管理委託料が不要な分コストは抑えられますが、時間と労力を大きく消耗し、本業との両立が難しくなることも少なくありません。
一方で管理会社へ委託すれば、専門的なノウハウを活用でき、入居者募集の効率化や滞納時の対応、修繕手配などを任せられるため、オーナーの負担は大幅に軽減されます。
費用は発生するものの、空室対策や滞納保証などの付加サービスが含まれる場合も多く、安心感につながります。
投資規模やライフスタイルに合わせて、自主管理か管理委託かを選ぶことが、安定した不動産副業を続けるための重要なポイントです。
家賃収入を得る副業の始め方
家賃収入を得る副業を始めるには、まず自分の資金力や目標に見合った物件を選ぶことが重要です。
以下で解説する基本的な手順を押さえて、スムーズなスタートを切りましょう。
・物件探しと立地選び
・資金調達とローン計画
・管理体制を整える(自主管理か管理委託か)
物件探しと立地選び
家賃収入を安定させるうえで最も重要なのが「立地」です。
駅からの距離、周辺の商業施設や学校・企業の有無によって、入居需要や空室リスクは大きく左右されます。
候補となる物件は、必ず実際に現地へ足を運び、周辺の雰囲気や生活環境を確認することが大切です。
加えて、築年数や建物の構造、管理状態なども収益性に直結する要素となるため、不動産会社の説明だけに頼らず、自分の目でしっかりチェックする姿勢が求められます。
適切な立地選びと物件の見極めが、不動産投資を副業として成功させる第一歩といえるでしょう。
資金調達とローン計画
サラリーマンが不動産投資を始めやすい大きな理由は、安定した給与収入があることで金融機関からの信用を得やすく、融資を受けやすい点にあります。

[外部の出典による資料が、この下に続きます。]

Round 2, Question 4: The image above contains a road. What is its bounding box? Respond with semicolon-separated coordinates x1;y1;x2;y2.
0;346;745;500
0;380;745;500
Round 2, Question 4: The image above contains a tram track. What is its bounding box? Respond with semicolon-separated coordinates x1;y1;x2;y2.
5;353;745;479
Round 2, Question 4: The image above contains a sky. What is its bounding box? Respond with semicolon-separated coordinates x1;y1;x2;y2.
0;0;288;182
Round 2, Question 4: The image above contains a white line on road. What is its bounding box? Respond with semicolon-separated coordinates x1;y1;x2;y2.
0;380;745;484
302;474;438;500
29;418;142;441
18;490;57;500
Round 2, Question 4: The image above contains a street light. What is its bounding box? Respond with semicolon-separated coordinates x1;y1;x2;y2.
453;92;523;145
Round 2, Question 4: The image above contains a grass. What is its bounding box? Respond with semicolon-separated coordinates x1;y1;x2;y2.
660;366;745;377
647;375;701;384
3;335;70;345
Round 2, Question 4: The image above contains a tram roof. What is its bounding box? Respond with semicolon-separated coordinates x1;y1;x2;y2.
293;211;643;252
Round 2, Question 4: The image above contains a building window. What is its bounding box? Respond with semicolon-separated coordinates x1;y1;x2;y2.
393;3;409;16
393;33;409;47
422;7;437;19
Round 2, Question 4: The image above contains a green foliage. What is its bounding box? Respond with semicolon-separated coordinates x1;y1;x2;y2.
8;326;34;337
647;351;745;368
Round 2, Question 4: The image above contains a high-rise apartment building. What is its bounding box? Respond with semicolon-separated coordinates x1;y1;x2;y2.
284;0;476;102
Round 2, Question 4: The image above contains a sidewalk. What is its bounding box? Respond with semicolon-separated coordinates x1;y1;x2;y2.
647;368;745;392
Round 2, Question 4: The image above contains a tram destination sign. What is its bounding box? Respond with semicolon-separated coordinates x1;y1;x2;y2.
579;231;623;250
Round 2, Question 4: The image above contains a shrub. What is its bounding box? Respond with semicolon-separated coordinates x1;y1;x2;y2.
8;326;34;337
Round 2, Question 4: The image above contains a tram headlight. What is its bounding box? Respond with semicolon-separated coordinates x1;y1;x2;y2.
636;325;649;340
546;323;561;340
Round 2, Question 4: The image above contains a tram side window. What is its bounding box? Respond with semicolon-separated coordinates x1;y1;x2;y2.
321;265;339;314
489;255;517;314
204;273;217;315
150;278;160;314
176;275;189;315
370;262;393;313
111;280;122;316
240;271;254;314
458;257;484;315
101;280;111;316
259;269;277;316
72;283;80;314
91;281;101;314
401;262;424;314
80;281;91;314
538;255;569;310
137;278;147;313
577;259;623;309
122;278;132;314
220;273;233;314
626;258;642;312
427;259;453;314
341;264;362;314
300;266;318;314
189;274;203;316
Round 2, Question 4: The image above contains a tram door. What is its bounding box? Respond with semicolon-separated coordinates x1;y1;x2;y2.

ただし、金融機関ごとに金利や融資条件は異なるため、複数の金融機関に相談・比較することが欠かせません。
また、自己資金をどの程度投入するかによって利回りや毎月の返済額は大きく変わります。
キャッシュフローを重視し、急な空室や修繕にも耐えられる余裕を持たせたローン計画を立てることが、不動産投資を副業として長く続けるためのポイントです。
管理体制を整える(自主管理か管理委託か)
不動産投資では、管理体制の選択が収益性とオーナー自身の負担に直結します。
自主管理であれば管理費を抑えられるメリットがありますが、入居者からの問い合わせ対応や修繕手配、トラブル処理まで自分で行う必要があり、本業と両立させるのは容易ではありません。
一方、管理会社へ委託すれば、専門のノウハウを活かして入居者対応や退去時のリフォーム、滞納対応などを任せられます。
ただし、その分の管理費用が発生するため、どこまでのサービスを含めるのかを確認し、費用と業務負担のバランスを見極めることが重要です。
効率的な副業として家賃収入を得るためには、自分のライフスタイルや投資規模に合わせて最適な管理体制を選択することが成功の鍵となります。
運用開始後の流れ
物件の運用を始めた後は、入居者募集や契約手続き、毎月の家賃回収といった基本業務に加え、エアコンや給湯器など設備の故障対応、定期メンテナンスなどの物件維持管理も必要になります。
オーナーとして安定した家賃収入を得るためには、単に入居を確保するだけでなく、入居者に長く住んでもらえる環境を整えることが重要です。
問い合わせやトラブルには迅速かつ丁寧に対応し、信頼関係を築くことで、退去リスクを抑えつつ収益を最大化できます。
まとめ
副業として家賃収入を得るには、物件選びや融資計画、管理体制など押さえるべきポイントが多種多様に存在します。
家賃収入が事業レベルになるほど、会社への報告や確定申告の手続きが複雑になることもあるため、事前の情報収集と準備が欠かせません。
一方で、安定した収入源や節税効果、ローン返済後の資産構築など、多くの恩恵があるのも事実です。
初期投資や空室リスクを考慮しつつ、長期的な視点で運用を続ければ、本業の給与にプラスした安定収入を確保しながら豊かな将来を描くことも十分に可能でしょう。